Its unusual for me to be back here with another blog so quickly after my last however I feel compelled to write about another topic which I am asked about constantly and work to combat in my own life daily and that  challenge  is concentration – on work, school and just about every other situation you can imagine! I thought I would write a few words about the challenges Aspergers Syndrome poses for myself and people with AS where concentration is required. I want to do this (a) to assure people out there that they are not alone in this difficulty and (b) I would be equally interested to hear people’s own experiences of this and ideas as to how they go about addressing it.

I think my own difficulties with concentration arise from two key areas: over-stimulation and hyperactivity, both characteristics of Aspergers Syndrome and its related conditions.

Over-stimulation has always posed difficulties for me and this is something I have found to be particularly profound of late. I found over-stimulation to cause me distractions on two fronts. The first being the actual over-activity of my muscles when I am excited or stressed completely distracts me and I often find myself, almost involuntarily, wandering around or running in response to this particular area. The other area is distractions themselves, so for example when I sit down to work I find myself very easily taken in by activity around me, be it noise or things to fidget with or even my own thoughts, thus I often find myself dazed or in daydream land when I am trying to apply myself to a task, this seems especially profound when I am under pressure or am having difficulty doing something, as I seem to be more open to distractions in these circumstances.

I think I only realised the true impact of over-stimulation on my life when I began to research the topic sometime ago and then I was able to identify why I do find it so difficult to concentrate even when I manage to sit in my seat and do some work. However I also have come to realise that the implications of over-stimulation stretched far beyond having an impact on my academic studies or community work but rather had an adverse effect on my ability to work in a typical teenage part-time job and also my listening skills as a whole.

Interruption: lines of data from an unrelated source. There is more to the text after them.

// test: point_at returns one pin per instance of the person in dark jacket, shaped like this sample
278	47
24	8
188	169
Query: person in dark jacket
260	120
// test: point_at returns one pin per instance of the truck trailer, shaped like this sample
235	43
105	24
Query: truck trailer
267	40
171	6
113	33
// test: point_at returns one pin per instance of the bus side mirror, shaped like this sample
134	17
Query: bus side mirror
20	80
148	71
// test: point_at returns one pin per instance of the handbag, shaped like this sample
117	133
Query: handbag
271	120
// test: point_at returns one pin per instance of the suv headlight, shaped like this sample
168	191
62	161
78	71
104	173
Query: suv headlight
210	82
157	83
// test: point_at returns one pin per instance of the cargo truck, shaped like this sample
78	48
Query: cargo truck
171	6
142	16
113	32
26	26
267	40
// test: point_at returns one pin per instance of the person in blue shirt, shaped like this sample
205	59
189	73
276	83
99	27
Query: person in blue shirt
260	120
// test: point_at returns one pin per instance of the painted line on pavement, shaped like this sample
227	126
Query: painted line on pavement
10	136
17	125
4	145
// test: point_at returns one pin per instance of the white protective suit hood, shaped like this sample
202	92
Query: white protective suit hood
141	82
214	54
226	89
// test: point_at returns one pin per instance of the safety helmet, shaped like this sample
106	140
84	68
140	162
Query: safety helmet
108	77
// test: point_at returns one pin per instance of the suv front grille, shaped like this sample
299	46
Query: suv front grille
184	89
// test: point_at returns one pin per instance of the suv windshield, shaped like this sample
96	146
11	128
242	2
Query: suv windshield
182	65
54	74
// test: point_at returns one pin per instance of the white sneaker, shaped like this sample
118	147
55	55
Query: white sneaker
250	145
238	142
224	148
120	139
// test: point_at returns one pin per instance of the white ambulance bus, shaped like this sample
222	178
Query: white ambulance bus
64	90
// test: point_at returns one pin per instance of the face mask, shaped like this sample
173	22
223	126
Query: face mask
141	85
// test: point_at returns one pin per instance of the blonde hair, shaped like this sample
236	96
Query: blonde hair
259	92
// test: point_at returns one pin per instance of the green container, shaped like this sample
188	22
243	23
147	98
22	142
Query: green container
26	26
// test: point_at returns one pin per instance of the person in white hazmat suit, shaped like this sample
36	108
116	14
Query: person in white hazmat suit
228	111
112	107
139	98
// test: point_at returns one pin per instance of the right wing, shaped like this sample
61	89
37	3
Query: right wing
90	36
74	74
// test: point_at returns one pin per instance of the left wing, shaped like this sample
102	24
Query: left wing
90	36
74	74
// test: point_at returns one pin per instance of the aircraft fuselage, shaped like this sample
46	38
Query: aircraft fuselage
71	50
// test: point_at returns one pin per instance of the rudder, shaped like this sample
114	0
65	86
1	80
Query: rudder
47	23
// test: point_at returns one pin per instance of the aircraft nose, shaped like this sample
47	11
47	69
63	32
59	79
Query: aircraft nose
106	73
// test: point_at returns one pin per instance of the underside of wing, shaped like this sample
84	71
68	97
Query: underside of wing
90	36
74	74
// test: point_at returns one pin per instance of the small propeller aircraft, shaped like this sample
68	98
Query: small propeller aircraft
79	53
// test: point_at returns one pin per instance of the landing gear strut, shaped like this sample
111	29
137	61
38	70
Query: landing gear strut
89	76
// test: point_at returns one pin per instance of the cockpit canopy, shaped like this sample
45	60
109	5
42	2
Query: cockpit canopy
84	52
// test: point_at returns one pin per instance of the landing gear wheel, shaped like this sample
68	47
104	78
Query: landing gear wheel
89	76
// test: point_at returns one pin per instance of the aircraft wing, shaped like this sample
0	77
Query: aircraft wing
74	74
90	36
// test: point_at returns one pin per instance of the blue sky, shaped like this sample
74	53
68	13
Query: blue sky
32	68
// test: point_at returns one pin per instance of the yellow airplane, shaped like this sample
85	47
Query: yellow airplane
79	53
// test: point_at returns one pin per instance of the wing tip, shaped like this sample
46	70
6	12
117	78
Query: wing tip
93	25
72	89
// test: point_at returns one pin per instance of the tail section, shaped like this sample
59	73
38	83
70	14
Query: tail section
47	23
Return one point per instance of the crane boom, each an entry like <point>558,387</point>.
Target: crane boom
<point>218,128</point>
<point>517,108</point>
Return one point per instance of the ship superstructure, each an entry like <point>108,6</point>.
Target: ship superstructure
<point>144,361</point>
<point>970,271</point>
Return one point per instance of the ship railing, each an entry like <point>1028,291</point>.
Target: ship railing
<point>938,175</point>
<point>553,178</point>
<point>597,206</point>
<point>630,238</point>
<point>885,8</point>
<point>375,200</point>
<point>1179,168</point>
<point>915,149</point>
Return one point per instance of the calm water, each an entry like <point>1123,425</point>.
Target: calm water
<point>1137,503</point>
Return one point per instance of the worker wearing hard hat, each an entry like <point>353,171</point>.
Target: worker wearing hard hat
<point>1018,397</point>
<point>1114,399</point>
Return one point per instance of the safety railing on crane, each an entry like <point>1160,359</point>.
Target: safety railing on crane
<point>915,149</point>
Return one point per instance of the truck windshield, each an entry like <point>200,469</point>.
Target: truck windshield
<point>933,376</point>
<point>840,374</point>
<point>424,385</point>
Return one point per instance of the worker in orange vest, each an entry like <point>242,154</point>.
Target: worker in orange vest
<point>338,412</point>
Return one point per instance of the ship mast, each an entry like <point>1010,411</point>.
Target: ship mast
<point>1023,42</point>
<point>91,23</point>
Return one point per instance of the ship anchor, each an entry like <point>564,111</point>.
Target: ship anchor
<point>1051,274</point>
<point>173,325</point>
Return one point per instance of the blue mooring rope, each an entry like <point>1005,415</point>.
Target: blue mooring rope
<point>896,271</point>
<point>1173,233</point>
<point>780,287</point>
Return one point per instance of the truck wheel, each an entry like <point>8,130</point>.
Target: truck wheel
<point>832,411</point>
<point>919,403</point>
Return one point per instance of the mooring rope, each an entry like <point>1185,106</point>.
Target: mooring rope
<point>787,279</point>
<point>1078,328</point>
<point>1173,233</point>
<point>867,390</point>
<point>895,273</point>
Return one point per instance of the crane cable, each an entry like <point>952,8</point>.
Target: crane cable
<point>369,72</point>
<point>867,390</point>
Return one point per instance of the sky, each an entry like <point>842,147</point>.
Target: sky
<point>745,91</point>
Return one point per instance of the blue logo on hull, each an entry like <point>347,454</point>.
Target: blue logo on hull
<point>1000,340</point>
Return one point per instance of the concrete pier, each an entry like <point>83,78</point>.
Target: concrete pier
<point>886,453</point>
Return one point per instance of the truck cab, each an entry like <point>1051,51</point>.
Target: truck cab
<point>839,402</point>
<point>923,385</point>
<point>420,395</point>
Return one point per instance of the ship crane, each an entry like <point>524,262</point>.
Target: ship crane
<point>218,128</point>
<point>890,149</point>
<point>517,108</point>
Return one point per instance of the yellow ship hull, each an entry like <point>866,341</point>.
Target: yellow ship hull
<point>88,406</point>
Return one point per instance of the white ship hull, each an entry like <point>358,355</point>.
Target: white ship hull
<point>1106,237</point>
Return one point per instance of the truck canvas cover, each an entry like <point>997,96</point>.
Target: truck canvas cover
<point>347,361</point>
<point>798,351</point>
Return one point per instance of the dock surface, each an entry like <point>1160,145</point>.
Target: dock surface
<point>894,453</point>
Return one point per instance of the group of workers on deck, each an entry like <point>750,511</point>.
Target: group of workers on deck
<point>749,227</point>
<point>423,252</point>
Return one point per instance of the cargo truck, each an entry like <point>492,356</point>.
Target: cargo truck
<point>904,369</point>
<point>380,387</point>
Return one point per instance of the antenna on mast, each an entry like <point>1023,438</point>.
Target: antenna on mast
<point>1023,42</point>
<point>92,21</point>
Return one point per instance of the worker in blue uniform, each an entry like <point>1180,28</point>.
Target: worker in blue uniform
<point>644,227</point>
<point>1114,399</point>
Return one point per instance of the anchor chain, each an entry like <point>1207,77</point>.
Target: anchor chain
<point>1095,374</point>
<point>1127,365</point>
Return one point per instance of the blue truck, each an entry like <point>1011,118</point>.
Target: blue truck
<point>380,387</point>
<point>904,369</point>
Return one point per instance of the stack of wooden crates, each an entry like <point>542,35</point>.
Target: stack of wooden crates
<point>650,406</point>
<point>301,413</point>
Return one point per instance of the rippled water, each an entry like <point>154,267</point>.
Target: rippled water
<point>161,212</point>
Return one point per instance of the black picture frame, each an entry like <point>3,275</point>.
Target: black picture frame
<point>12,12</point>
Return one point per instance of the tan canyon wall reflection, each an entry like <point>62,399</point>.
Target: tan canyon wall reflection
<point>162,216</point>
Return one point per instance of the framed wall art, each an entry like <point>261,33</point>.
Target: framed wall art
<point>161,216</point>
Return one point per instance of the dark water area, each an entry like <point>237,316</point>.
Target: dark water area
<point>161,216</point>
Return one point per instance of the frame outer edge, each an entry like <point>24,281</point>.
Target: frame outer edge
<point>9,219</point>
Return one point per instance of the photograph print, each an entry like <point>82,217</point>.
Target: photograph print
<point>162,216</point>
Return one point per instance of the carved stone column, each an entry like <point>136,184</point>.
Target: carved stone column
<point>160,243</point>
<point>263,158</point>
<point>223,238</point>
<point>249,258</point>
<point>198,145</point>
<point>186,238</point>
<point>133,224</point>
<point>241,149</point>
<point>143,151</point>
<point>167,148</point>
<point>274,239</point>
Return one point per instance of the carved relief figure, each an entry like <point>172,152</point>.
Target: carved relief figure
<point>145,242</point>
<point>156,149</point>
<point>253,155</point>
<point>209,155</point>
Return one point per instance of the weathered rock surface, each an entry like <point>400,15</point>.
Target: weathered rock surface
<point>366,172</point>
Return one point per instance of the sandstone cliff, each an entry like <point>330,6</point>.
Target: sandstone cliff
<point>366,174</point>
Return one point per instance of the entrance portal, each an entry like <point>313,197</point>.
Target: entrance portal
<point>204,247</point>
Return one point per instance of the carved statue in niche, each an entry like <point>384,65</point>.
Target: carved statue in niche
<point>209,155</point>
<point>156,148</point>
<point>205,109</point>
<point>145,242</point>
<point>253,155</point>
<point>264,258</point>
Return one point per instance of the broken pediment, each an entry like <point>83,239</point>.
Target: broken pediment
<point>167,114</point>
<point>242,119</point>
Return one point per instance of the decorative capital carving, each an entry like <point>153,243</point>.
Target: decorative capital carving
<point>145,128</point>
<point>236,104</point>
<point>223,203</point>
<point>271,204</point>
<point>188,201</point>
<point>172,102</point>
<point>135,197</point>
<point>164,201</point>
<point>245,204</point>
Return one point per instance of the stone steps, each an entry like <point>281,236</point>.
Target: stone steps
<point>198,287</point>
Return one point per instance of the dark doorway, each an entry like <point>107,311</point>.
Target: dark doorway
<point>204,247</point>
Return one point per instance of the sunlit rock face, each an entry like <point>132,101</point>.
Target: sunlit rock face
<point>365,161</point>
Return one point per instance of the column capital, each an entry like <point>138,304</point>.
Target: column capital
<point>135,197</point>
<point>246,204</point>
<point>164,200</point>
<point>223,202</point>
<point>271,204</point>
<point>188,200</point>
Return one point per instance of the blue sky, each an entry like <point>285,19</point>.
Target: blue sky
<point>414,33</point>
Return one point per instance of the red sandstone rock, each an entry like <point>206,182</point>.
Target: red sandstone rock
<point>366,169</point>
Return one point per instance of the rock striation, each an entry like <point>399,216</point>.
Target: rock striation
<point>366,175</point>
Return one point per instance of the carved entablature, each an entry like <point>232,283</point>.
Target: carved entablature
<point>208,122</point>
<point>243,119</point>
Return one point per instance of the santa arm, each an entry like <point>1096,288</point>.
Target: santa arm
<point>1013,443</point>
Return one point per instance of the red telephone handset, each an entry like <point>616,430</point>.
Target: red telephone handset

For me, I found working in both a bar and a restaurant near impossible and it was something that used to really upset me as I knew I was giving the job by best effort and was working really hard and yet I always would find myself confused and lost in my work. This has a lot to do with my challenge of over-stimulation as I would find the constant noise, huge surroundings and open spaces (there was outdoor seating areas) totally daunting and would often find myself feeling out of place and unsure how to prioritise the many instructions and tasks that we surrounding me and marry them with the ongoing duties of any employee.

I also find myself to be a poor listener at times due to this over-stimulation, particularly if I am trying to multitask (and I do think this goes beyond the fact that I am a man!) as I find it hard to process and take in my surroundings or the job I am doing and at the same time follow my thoughts and listen to someone, this is particularly the case if they are giving me sequential instructions or something detailed and more times than not I find myself in the embarrassing position of having to clarify something of what they said later.

The other great issue which challenges my ability to concentrate on tasks or conversation is my hyperactivity. The fact that I am hyper has both pros and cons, often my best ideas come to me when I find myself overcome by the desire to run around or am bursting with energy however it can be difficult to balance this energy when you need a level-head! For example, if I am hyper in class I often find myself unable to concentrate on the task in hand and I have come to accept that working on homework or this very site when I am in that mood is a losing bet and so I try and burn energy through physical exercise or just taking some time out before I sit down and try and apply myself to the job.

All in all, I guess my concentration has good days and bad days and I find the key factor to this is if I can get the right rhythm to my work that I can last for hours and have a high output but often if this pace is broken I then find it hard to recover it. I have definetly improved over time through employing certain techniques for example as I have already mentioned trying to burn my energy out and also limit the number of distractions around me. Another trick I have employed in beating over-stimulation and hyperactivity is rising early in the morning where there are fewer distractions and I am more relaxed and for that reason I often find that from 6am to breakfast can be my most productive time or equally if I stay up very late when the house is in quite mode and my body begins to relax for the day that this is a good time for me to get stuck into some work.

I still feel this is an area I desperately need to improve in and know that this is true for many with AS so I would love to hear your own thoughts and experiences in the forum!